Nonclumping forms of mHTT drive early Huntington’s: Preclinical study
Protein's soluble forms caused changes in neurons producing them
Forms of mutant huntingtin (mHTT) protein that don’t clump initially drive early disease progression in people with Huntington’s disease, according to a study wherein patient-derived cells were transplanted into newborn mice.
These soluble forms of mHTT were found to cause structural changes in the neurons producing them and to be transmitted to neighboring healthy neurons through tiny vesicles, causing them to die.
“These findings will provide a novel conceptual framework for the development of effective therapeutic strategies,” the researchers wrote in “Soluble mutant huntingtin drives early human pathogenesis in Huntington’s disease,” which was published in Cellular and Molecular Life Sciences.
Huntington’s disease is marked by the loss of striatal neurons, nerve cells in a brain region called the striatum. Such neuronal loss results in symptoms that include uncontrolled jerking movements, known as chorea, walking difficulties, and problems with speech and swallowing.
The neurodegenerative disorder is caused by mutations in the HTT gene, which leads to an abnormally long and incorrectly folding mHTT protein being produced that’s more prone to clumping. This can be toxic to neurons.
“Development of more effective therapies for neurodegenerative diseases requires a better understanding of which are the most toxic protein species, when and where they accumulate, and how they spread throughout the brain,” wrote researchers in Spain who transplanted Huntington’s patient-derived nerve cell precursors, called neural progenitor cells (NPCs), into the developing striatum of newborn mice to examine what happens in the early stages of Huntington’s-related striatal damage in a living animal.
Signs of striatal degeneration
Initial experiments confirmed that NPCs derived from healthy people who were used as controls grew and transformed into mature neurons over a few months. Most of these were medium spiny neurons (MSNs), which make up about 95% of neurons in the human striatum.
An imaging analysis showed these implanted human neurons grew nerve fibers, or axons, which established connections with mouse striatal neurons via synapses — the junctions between neurons through which they communicate.

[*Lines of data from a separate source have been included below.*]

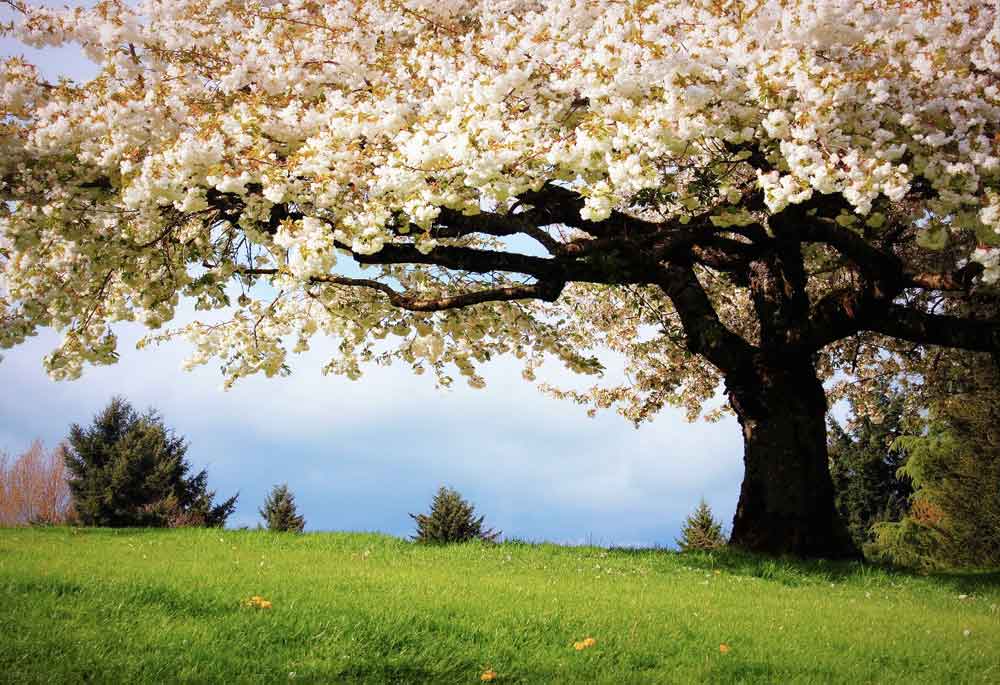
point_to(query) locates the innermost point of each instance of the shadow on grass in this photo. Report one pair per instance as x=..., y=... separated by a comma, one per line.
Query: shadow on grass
x=793, y=572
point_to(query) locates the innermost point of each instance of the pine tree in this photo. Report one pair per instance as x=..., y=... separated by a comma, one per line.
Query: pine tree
x=701, y=531
x=279, y=511
x=451, y=519
x=864, y=467
x=128, y=469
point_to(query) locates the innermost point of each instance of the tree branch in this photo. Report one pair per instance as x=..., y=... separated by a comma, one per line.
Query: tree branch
x=547, y=291
x=937, y=329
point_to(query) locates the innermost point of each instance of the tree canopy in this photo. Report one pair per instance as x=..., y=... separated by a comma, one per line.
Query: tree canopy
x=127, y=469
x=759, y=193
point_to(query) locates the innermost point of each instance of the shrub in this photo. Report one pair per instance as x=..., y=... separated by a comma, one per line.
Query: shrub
x=127, y=469
x=33, y=488
x=701, y=531
x=279, y=511
x=451, y=519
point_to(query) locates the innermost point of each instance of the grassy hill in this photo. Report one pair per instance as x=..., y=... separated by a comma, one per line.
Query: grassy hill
x=144, y=606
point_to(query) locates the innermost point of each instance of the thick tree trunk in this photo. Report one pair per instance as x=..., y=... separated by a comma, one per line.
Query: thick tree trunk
x=787, y=500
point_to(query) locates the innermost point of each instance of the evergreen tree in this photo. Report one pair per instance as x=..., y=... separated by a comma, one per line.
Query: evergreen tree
x=279, y=511
x=701, y=531
x=954, y=517
x=451, y=519
x=864, y=466
x=128, y=469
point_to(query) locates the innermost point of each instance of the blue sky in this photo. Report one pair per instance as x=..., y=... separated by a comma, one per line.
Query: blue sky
x=361, y=455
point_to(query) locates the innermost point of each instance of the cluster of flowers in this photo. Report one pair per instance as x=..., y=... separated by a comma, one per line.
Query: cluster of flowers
x=369, y=118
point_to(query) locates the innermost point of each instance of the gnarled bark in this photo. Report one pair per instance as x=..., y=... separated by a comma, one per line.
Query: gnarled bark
x=786, y=502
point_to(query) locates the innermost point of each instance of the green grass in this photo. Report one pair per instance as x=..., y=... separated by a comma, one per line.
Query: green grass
x=136, y=606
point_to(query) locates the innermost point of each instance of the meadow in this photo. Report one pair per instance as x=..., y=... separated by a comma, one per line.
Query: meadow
x=156, y=606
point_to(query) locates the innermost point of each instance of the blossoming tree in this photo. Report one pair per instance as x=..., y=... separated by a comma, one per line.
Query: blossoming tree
x=757, y=193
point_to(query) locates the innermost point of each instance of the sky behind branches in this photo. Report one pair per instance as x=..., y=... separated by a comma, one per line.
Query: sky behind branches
x=361, y=455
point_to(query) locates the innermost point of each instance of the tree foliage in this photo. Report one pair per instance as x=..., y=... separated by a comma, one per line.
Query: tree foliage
x=451, y=519
x=700, y=531
x=33, y=487
x=279, y=511
x=757, y=193
x=954, y=516
x=128, y=469
x=864, y=464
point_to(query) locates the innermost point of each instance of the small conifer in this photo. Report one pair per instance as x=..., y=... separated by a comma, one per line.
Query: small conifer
x=279, y=511
x=451, y=519
x=701, y=531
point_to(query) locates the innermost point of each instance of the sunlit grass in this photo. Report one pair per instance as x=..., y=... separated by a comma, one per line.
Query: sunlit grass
x=188, y=605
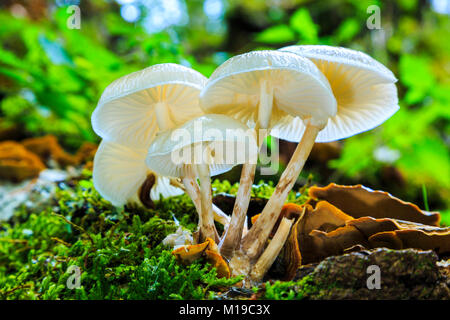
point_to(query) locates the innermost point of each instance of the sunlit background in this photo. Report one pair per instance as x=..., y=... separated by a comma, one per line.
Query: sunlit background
x=51, y=76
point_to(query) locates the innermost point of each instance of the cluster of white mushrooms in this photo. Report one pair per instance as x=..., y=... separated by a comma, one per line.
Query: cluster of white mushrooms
x=304, y=94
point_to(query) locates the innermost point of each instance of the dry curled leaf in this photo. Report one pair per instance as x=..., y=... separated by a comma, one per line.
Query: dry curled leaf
x=359, y=201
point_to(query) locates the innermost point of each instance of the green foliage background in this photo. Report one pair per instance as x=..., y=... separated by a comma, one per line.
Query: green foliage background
x=51, y=77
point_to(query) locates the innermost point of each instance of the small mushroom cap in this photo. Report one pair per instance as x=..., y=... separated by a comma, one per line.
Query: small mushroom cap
x=119, y=172
x=216, y=140
x=299, y=88
x=364, y=89
x=126, y=110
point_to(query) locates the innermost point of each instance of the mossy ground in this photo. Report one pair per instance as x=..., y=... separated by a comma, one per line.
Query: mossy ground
x=118, y=250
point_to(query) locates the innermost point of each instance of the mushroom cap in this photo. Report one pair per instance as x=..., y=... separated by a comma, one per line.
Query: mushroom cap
x=216, y=140
x=119, y=172
x=364, y=89
x=126, y=113
x=299, y=88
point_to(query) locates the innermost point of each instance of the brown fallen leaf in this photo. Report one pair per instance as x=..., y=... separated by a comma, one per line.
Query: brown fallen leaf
x=47, y=147
x=359, y=201
x=17, y=163
x=370, y=233
x=290, y=259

Newborn mice implanted with patient-derived NPCs, however, showed signs of striatal degeneration from one month onward, including the loss of MSNs that grew from patient NPCs. Mouse MSNs near those derived from patients also showed signs of damage.
Progressive structural changes within patient-derived neurons were also evident. These included alterations to the membrane of the nucleus, where all genetic information is stored, and abnormally large mitochondria, the cells’ powerhouses. Modifications to the endoplasmic reticulum, a cellular structure involved in the production, processing, and quality control of proteins and fatty molecules, were also detected.
“These remarkable alterations observed at the striatal level correlated with the presence of [abnormal] axons,” the researchers wrote.
Nonclumping mHTT protein
At the molecular level, a soluble, nonclumping form of mHTT was detected within patient-derived MSNs before overt neurodegeneration. Soluble mHTT interacted mainly with mitochondria and the endoplasmic reticulum, and with the nucleus and its membrane. Soluble mHTT was also detected in axons and areas close to synapses.
During neurodegeneration, insoluble mHTT clumps were only detected in a small population of patient-derived cells. Larger aggregates comprised only 9% of the total clumping forms of mHTT, while small clumps were “much more abundant,” the researchers wrote. The location of these smaller aggregates within cells was consistent with that of soluble forms.
Researchers then discovered that before and during overt neurodegeneration, neurons derived from Huntington’s patients secreted toxic soluble mHTT via extracellular vesicles, tiny membrane-bound sacs that shuttle various molecules between cells.
Experiments in which patient-derived NPCs were grown in a lab dish with mouse striatal neurons showed that vesicles carrying soluble mHTT, but not mHTT aggregates, were taken up by neighboring mouse MSNs and interacted with mouse mitochondria.
The findings suggested patient-derived neurons “secrete [extracellular vesicules] carrying soluble mHTT [forms], which can be internalized by mouse MSNs progressively seeding [disease-related damage] and triggering cell death,” the scientists wrote.
Mice transplanted with patient-derived NPCs were given the approved multiple sclerosis therapy fingolimod (sold as Gilenya and with generics available), which is known to block extracellular vesicle formation.
The treatment significantly reduced cell death spreading in surrounding mouse neurons, but not in the bulk of transplanted patient-derived neurons, “suggesting that treatment was specifically targeting mHTT spreading,” said the researchers, who noted the findings “highlight the preponderant role of soluble mHTT as a trigger for neurodegeneration.”
“We conclude that interaction of mHTT soluble forms with key cellular organelles initially drives disease progression in [Huntington’s disease] patients, and their transmission through exosomes contributes to spread the disease,” they wrote.